Hereditary

Be wary of horror films claiming to be the scariest thing since sentient bread. Usually when critics make those kinds of claims they’re only comparing them to those Conjuring movies, which is a bit like opening a pub for Borrowers: setting a very low bar.

Muriel’s Funeral.

The latest film to be heralded “the new Exorcist” (which sounds like a Goop contributor) is Hereditary, an American horror movie about a family (Toni Collette, Alex Wolff, Milly Shapiro and Gabriel Byrne) shaken by grief and tragedy and drawn into the world of the occult.

A slow Byrne by anyone’s standards, Hereditary is over two hours and frustratingly feels both too long and as though there are bits missing. Like It Follows director David Robert Mitchell, newcomer Ari Aster seems to think that the trick to making a good horror movie is to make a bad horror movie slowly.

Once it gets to the point, Hereditary swiftly abandons any sense of psychological ambiguity and falls back on tropes so old they literally predate Christianity. Hereditary? More like heard it already.
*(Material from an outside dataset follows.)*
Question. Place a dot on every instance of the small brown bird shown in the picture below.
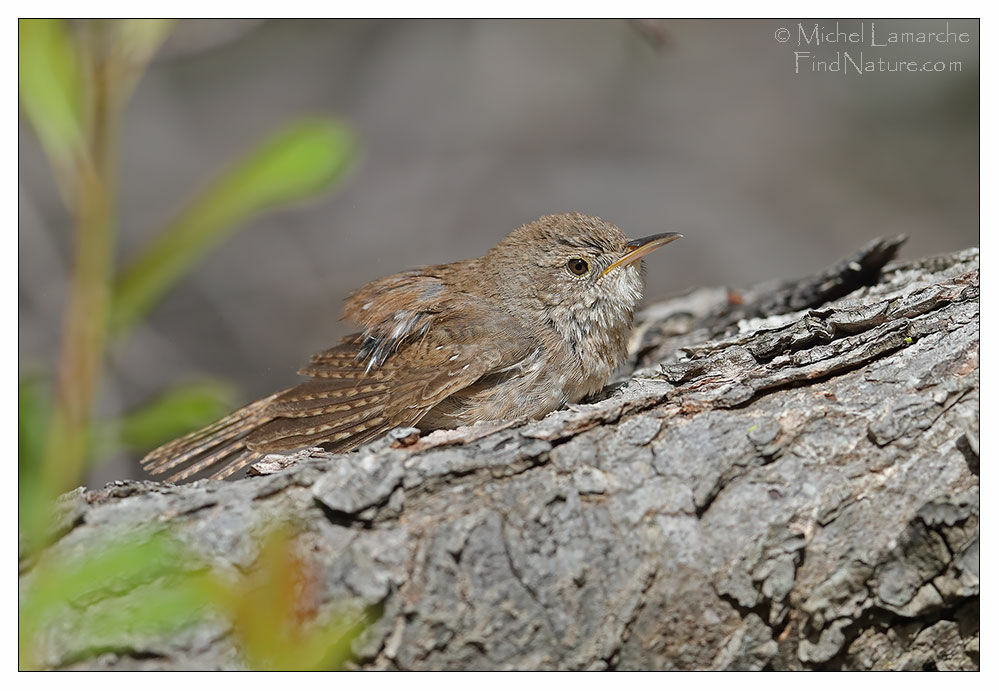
(540, 321)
Meanwhile the picture’s explorations of grief are handled much more effectively in LGBT classic The Babadook, a movie that worked by creating its own dark little world. This attempts something similar but keeps pulling you out of that world with its distracting allusions to other films, ranging from Rosemary’s Baby to Donnie Darko. As such it fails to hang together, feeling more like a jumble of influences than anything original.

That said, the doll’s house visuals are well designed and Collette is wildly effective in the lead role, while Shapiro makes an impact with her birdlike features and more tongue pops than an episode of Alyssa’s Secret.

But the question remains: is this the scariest film you’ll see this year, or are critics just desperate to get their quote on the poster? Well let’s just say Brexiteers aren’t the only ones who print lies on the side of buses.

That’s not to say Hereditary is awful, it’s pretty decent. Just remember that the horror films critics say are good are bad, and the ones they say are great are good. Got it? Good. Now pass it on.